I kept my eyes on the glow, expecting a shadowy figure to pass before it. This was only my second time in a cemetery; mo
st of my experience with them came from horror movies.
The fact that Susan Haldeman’s body had been found nearby should have made this outing seem stupid. But I was accompanied by a vampire and a soon-to-be Control Enforcement agent. As bridal parties went, this one had high ass-kicking potential.
To lower the creep factor, I kept Lori talking. “So the Underground Railroad went through Sherwood?”
“It went through everywhere. It was so secret that most of the places still aren’t known. This one’s been confirmed.” She drew an imaginary line from the chapel toward town. “It had an actual tunnel that led to one of the churches in Sherwood.”
“Is the tunnel still there?” Regina asked.
“It’s sealed off. Probably collapsed by now.”
“Shh!” Tina glared at us, apparently having sobered up during the walk to the cemetery. “Ghosts prefer quiet.”
“Nuh-uh.” Regina clapped her hands together, cupped for maximum volume. “I saw Poltergeist a million times. Those ghosts were loud.”
Tina flapped her arms. “Poltergeists haunt houses. The ones in cemeteries prefer to be left in peace.”
My skin prickled. “If I believed in ghosts, I would say that maybe peace is where we should leave them.”

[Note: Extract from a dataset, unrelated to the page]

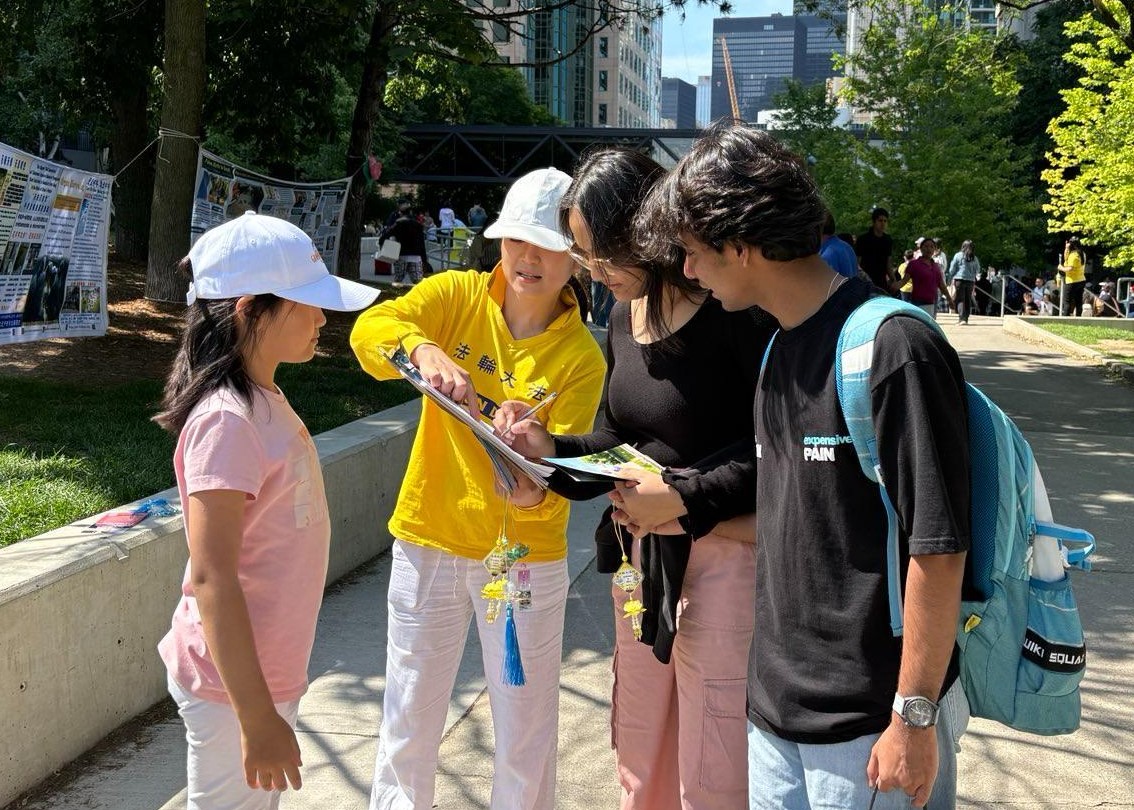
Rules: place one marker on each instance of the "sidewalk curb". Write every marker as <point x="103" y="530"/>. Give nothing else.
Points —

Lori caught up to her fellow SPITters. They whispered among themselves, sweeping their EMF readers, each covering a different sector or whatever.
At least it had stopped raining. The blacktop of the cemetery lane still glistened, and I had to weave to avoid soaking my pink high-tops in the puddles.
A breeze stirred the bare-branched trees scattered throughout the cemetery. I unbuttoned my jacket to let the cool, damp night air soak the skin of my neck. A week from now, I could be in my own grave after my brain swelled out of my skull and my body baked from the inside, like a potato in a microwave.
The thought made me giggle, partly at the image of a giant microwave and partly with the euphoria of being not yet dead.
“I’ve never seen you this pissed,” Regina said.
I turned to face her, walking backward. “I’m not mad.”